A sugar ester compound having at least one furanose structure or a pyranose structure and esterifying all or part of the OH groups of the compound having the furanose structure or the pyranose structure bonded to 1 to 12, and at least the general formula (1) or An optical film comprising a cellulose ester having a repeating unit represented by (2).


(In the formula, A and B represent a divalent hydrocarbon group having 1 to 12 carbon atoms or a divalent hydrocarbon group having 1 to 12 carbon atoms substituted with a hydroxyl group, provided that A and B are the same. May be different.) The optical film contains a benzotriazole compound represented by the following general formula (3), a benzophenone compound represented by the general formula (4), or a compound containing a cyano group represented by the general formula (5). The optical film according to claim 1.

(In the formula, Q ¹ represents a nitrogen-containing aromatic heterocycle, and Q ² represents an aromatic ring.)

(In the formula, Q ¹ and Q ² each independently represent an aromatic ring. X represents NR, an oxygen atom or a sulfur atom, and R represents a hydrogen atom or a substituent.)

(In the formula, Q ¹ and Q ² each independently represent an aromatic ring.
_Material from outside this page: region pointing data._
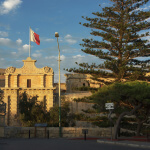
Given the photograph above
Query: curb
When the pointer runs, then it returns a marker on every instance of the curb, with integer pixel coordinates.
(124, 144)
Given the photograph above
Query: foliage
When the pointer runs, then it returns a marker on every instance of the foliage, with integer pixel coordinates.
(1, 96)
(128, 98)
(85, 88)
(123, 28)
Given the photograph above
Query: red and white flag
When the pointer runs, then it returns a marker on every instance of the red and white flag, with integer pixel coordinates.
(34, 37)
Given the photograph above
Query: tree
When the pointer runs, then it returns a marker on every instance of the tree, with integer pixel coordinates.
(122, 28)
(128, 98)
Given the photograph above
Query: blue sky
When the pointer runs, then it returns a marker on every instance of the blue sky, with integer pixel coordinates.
(45, 17)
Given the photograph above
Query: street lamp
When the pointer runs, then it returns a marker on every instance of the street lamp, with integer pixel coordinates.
(57, 35)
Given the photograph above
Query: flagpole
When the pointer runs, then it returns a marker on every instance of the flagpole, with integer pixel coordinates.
(29, 42)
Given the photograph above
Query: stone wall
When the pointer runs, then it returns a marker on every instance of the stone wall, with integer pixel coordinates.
(23, 132)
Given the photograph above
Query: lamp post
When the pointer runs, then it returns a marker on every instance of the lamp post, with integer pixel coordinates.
(57, 35)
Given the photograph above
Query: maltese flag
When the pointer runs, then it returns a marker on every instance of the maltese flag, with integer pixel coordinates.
(34, 37)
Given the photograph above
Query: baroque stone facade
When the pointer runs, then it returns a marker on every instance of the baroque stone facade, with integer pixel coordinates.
(34, 81)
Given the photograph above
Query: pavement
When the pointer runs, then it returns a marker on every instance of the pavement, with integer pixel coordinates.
(91, 143)
(137, 142)
(140, 142)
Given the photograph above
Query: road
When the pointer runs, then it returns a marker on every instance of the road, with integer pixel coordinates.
(59, 144)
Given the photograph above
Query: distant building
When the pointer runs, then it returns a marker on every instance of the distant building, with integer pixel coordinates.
(34, 81)
(2, 77)
(76, 80)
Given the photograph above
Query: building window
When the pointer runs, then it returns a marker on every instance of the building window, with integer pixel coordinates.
(28, 83)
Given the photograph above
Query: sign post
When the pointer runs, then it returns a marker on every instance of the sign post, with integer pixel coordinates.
(110, 107)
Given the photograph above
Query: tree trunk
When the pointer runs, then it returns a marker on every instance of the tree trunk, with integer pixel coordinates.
(117, 125)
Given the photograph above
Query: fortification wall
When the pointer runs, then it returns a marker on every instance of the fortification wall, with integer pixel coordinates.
(23, 132)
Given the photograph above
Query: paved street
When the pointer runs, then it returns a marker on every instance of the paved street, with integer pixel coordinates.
(59, 144)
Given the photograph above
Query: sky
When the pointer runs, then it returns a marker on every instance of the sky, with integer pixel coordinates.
(45, 17)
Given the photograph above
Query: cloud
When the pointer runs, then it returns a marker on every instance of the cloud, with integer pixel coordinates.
(3, 34)
(69, 39)
(19, 41)
(6, 42)
(36, 55)
(62, 57)
(9, 5)
(48, 40)
(78, 56)
(24, 48)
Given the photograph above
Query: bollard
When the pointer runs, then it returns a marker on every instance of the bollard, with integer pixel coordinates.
(29, 134)
(85, 136)
(85, 131)
(48, 134)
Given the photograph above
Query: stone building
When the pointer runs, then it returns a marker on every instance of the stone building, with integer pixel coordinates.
(34, 81)
(77, 80)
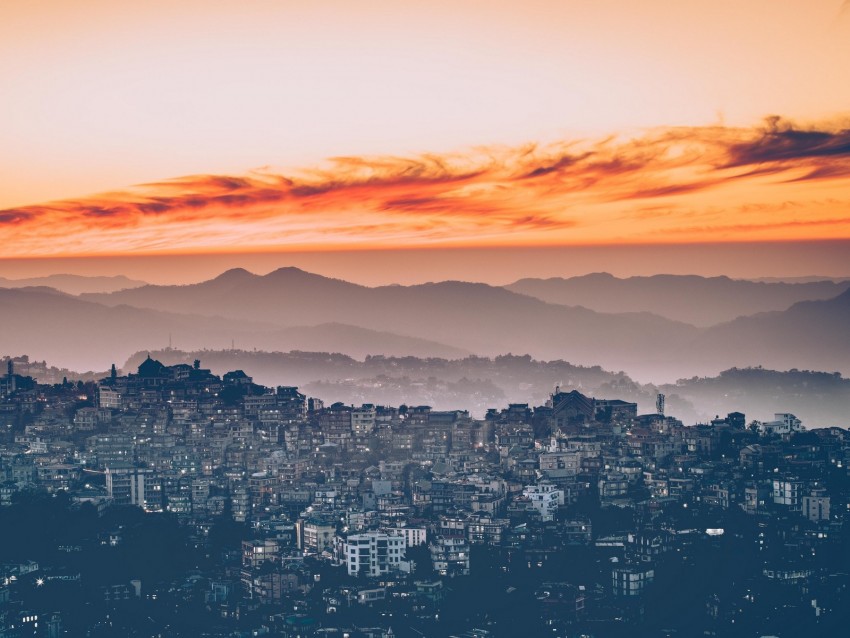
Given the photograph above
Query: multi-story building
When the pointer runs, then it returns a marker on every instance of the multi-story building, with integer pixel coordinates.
(373, 553)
X ¹ and X ² represent a hydrogen atom or a substituent, and at least one of them represents a cyano group, a carbonyl group, a sulfonyl group, an aromatic group. Represents a heterocycle.) The optical film according to claim 1, wherein a width of the optical film is 1.6 to 4 m. A polarizing plate comprising the optical film according to claim 1 on at least one surface of a polarizer. A liquid crystal display device comprising the polarizing plate according to claim 4 on at least one surface of a liquid crystal cell.